There are at least four clear benefits to a Government of National Unity

Dear Editor,

With APNU contesting the upcoming elections on a platform of shared governance and power-sharing in the form of a Government of National Unity (GNU), the debate on the merits and demerits of this idea has resurfaced. Despite what the sceptics say, there are at least four clear benefits of a GNU for Guyana.

Perhaps the foremost benefit of a Government of National Unity is its potential for ensuring that no ethnic group dominates the other politically and by extension culturally and economically. In Guyana the executive branch has evolved as the engine of government with the other two branches serving for the most part in a supplementary manner. One can argue with much justification that there has been an executive supremacy that borders on executive tyranny. The party which wins the election gets a majority in the parliament, which then gives it automatic control of the executive branch. This guarantees the governing party enormous power, which in a situation of ethnic polarisation is an unfair advantage that eventually leads to authoritarianism or democratic exclusion. With the built-in parliamentary majority, government bills are guaranteed passage unless there is a revolt among government parliamentarians, which has never occurred in Guyana.

However, with both parties in the cabinet the fear of the power of the executive by the minority would be greatly diminished. Since ethnic insecurity is premised on the fear of domination, institutional assurances of security will most likely lead to a decrease in the intensity of this fear. Because the executive branch of the government has a monopoly on decision-making within the Guyanese state, it has become the symbol of domination along class, gender and ethnic lines. Given the fact that ethnicity has greatly influenced political behaviour in Guyana since 1955, control of the government is seen largely, though not exclusively, in ethnic terms. The power of the state in determining economic policy and distributing resources places it in an extremely powerful position. In an economy in which the state is the largest employer and the private sector is relatively small, the power of the executive is enhanced.

This leads to a second benefit of a Government of National Unity – the enlarging of multiethnic space. The creation of multiethnic space in ethnically polarized societies is directly linked to ethnic security. When ethnic insecurity is high multiethnic space contracts, and when it decreases multi-ethnic space grows. The PPP’s retreat from the power-sharing pact with the opposition parties and its refusal to enter into a similar pact with the PNC after the 1992 election greatly decreased multiethnic space. The consequence was the heightening of ethnic insecurity and conflict that exploded in the wake of the 1997 election and has since all but consumed the society. The removal of the threat of political domination would most likely decrease the ethnic temperature.

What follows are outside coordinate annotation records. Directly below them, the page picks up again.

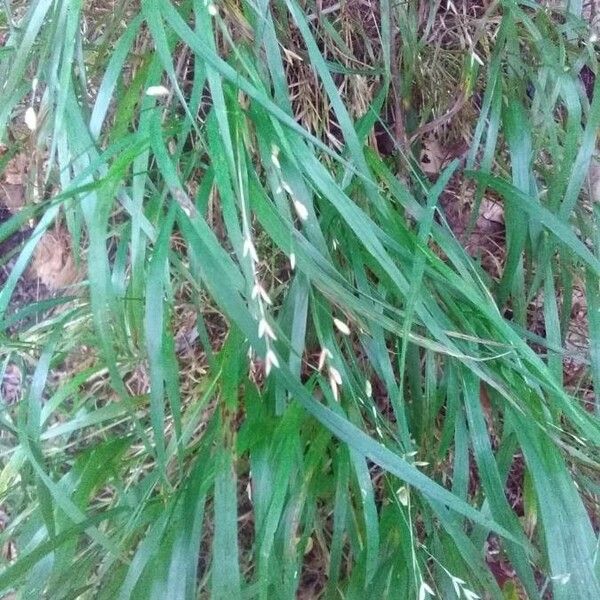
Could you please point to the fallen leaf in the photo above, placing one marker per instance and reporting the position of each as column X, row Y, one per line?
column 53, row 262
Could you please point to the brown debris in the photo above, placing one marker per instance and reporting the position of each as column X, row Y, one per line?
column 53, row 262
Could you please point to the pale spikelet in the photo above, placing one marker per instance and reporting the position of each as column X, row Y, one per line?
column 341, row 326
column 157, row 90
column 31, row 119
column 301, row 210
column 259, row 290
column 270, row 362
column 250, row 249
column 265, row 329
column 325, row 354
column 335, row 375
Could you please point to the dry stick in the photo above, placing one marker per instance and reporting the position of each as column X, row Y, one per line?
column 441, row 120
column 399, row 127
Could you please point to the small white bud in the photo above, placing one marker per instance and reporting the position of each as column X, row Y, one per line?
column 335, row 375
column 265, row 329
column 271, row 361
column 325, row 353
column 334, row 389
column 31, row 119
column 341, row 326
column 157, row 90
column 259, row 290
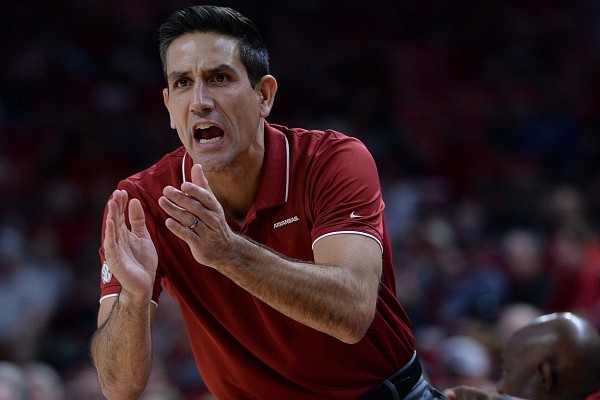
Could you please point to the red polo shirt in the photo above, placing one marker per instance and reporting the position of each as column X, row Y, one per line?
column 313, row 184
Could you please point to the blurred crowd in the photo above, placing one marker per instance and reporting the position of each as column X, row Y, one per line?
column 483, row 117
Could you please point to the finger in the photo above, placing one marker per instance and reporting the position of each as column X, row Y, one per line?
column 181, row 215
column 198, row 177
column 449, row 394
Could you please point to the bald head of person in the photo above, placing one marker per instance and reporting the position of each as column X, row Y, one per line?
column 556, row 356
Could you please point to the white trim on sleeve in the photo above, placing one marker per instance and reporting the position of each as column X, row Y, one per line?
column 351, row 232
column 116, row 294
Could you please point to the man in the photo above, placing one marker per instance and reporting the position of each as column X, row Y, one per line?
column 556, row 357
column 271, row 240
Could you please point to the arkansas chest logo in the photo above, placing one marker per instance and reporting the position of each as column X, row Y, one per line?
column 106, row 274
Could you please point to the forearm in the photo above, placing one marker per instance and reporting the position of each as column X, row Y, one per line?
column 328, row 298
column 121, row 350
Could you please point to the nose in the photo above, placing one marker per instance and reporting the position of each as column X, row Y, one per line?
column 202, row 100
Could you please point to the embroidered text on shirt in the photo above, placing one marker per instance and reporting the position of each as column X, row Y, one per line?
column 286, row 222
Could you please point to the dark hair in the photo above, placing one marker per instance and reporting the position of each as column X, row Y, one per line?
column 221, row 20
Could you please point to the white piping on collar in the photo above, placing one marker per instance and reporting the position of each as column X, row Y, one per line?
column 183, row 165
column 287, row 167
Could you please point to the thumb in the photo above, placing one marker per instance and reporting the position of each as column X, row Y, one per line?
column 137, row 218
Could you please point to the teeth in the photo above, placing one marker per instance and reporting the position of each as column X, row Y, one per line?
column 206, row 141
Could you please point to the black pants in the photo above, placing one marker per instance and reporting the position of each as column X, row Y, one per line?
column 401, row 383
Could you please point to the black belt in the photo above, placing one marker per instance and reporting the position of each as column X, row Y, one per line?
column 399, row 384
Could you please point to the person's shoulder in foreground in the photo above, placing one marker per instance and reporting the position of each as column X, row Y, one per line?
column 555, row 357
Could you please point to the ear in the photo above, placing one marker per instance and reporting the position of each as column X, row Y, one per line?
column 166, row 101
column 266, row 88
column 546, row 373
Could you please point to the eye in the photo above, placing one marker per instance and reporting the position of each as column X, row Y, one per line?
column 220, row 78
column 181, row 83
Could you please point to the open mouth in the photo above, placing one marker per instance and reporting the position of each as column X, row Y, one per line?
column 206, row 133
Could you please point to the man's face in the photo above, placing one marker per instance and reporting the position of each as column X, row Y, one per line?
column 213, row 107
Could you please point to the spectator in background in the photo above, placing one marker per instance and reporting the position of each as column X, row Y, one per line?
column 43, row 381
column 555, row 357
column 522, row 255
column 464, row 360
column 30, row 291
column 13, row 382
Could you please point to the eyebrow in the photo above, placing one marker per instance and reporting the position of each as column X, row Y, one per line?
column 175, row 75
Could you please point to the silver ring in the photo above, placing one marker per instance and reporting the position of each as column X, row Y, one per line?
column 195, row 223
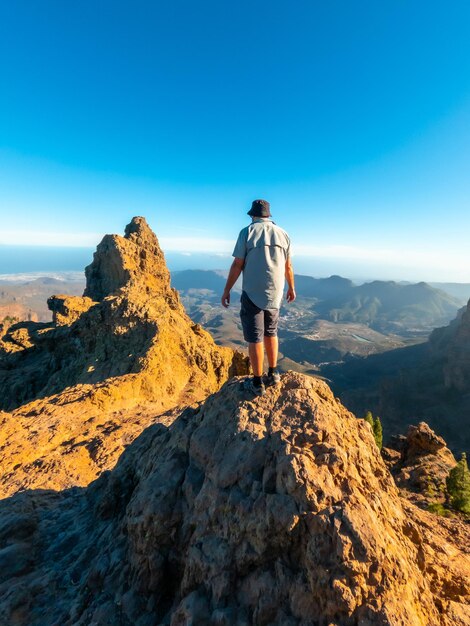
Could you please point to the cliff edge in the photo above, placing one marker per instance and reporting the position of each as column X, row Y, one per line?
column 277, row 510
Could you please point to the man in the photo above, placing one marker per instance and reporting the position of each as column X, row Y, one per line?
column 262, row 253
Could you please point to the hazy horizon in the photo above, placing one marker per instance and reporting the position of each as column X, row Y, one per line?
column 50, row 260
column 353, row 121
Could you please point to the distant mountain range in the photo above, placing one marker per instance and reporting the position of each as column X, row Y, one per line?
column 385, row 306
column 430, row 381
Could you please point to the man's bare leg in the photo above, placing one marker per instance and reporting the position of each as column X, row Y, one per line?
column 256, row 353
column 271, row 345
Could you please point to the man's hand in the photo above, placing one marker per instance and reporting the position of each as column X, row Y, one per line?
column 290, row 296
column 225, row 299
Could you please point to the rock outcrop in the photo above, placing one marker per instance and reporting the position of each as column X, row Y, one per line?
column 76, row 391
column 277, row 510
column 421, row 464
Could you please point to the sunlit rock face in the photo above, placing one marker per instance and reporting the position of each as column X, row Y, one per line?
column 274, row 510
column 69, row 388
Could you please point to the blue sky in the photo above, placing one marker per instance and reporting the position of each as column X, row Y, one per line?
column 353, row 119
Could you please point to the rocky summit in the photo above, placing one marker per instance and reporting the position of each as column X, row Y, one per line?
column 274, row 510
column 76, row 391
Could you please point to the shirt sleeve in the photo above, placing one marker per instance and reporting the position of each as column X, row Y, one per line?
column 240, row 247
column 288, row 250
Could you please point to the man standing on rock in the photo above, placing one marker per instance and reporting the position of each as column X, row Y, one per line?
column 262, row 253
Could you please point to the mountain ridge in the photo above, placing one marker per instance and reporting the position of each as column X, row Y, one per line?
column 242, row 511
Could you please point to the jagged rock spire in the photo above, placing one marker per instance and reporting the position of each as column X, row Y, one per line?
column 124, row 262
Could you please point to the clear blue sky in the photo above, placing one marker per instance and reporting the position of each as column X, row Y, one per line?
column 352, row 118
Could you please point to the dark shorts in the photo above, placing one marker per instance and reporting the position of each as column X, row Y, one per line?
column 257, row 323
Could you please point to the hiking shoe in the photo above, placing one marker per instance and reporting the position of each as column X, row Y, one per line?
column 273, row 378
column 256, row 390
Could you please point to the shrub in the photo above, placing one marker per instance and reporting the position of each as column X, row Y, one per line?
column 458, row 486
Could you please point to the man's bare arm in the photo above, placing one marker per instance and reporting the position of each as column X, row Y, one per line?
column 235, row 271
column 290, row 281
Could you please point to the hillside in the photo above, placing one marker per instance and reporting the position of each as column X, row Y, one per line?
column 76, row 391
column 428, row 382
column 385, row 306
column 277, row 510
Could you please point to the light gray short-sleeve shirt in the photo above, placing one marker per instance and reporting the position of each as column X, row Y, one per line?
column 265, row 248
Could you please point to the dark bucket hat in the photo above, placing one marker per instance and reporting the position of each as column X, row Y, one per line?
column 260, row 208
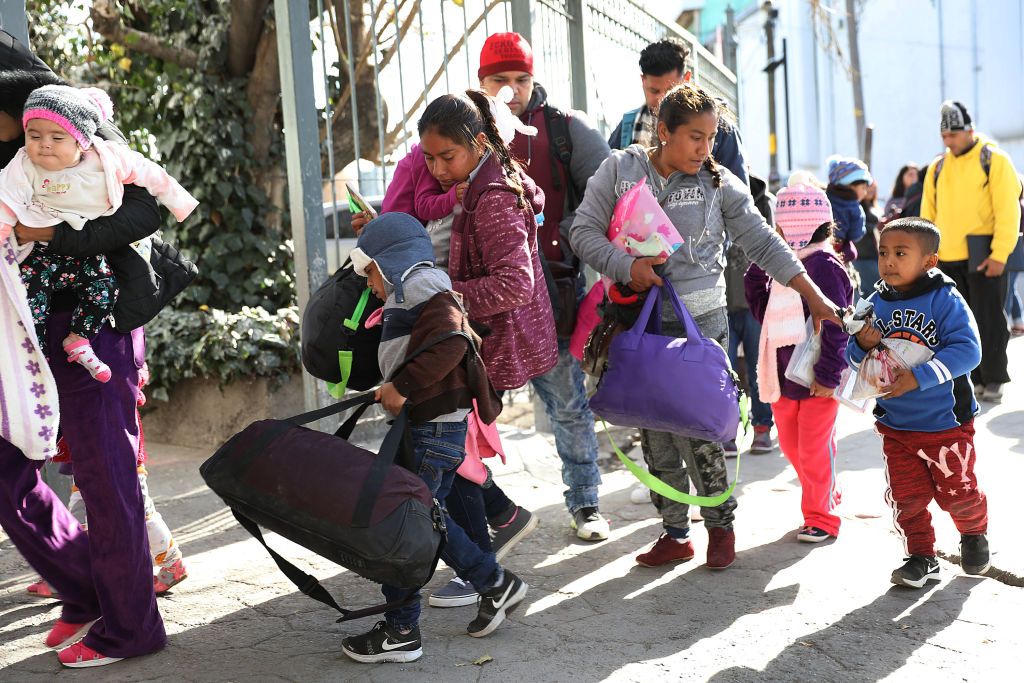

A third benefit of a Government of National Unity is its potential for the enhancement of democratization within the government. One of the problems of governance in the Caribbean, despite its general adherence to the tenets of formal democracy is the concomitant monopoly of power by the ruling party and the exclusion of the opposition. This democratic exclusion has led to a virtual one-party democracy, which has had negative consequences for the rule of law, respect for civil liberties, government accountability, economic management and development, political stability and national sovereignty. In ethnically polarized societies democratic exclusion and one-party democracy often mean ethnic exclusion and domination. The ruling party’s obsession with remaining in power to protect the ‘race‘ leads to it being unaccountable to either its constituency or that of the opposing parties. Further, the guaranteed ethnic support regardless of the quality of governance makes the government more likely to overreach. On the other hand opposition perception and reality of marginalization drive it to extra-parliamentary tactics, which are then crushed by the government. While power-sharing in the executive does not automatically lead to democratization of the other two branches, it stands a better chance of facilitating this. Increased separation of powers between the executive and legislative branches would lead to more checks and balances than currently exist.

A fourth benefit of a Government of National Unity  is that it brings the opposition off the streets into the formal councils of government, thus denying the government the excuse that it is under siege and the opposition of charges that its supporters are ethnically marginalized. With both groups in the executive branch, majoritarianism gives way to a more consensus form of democracy.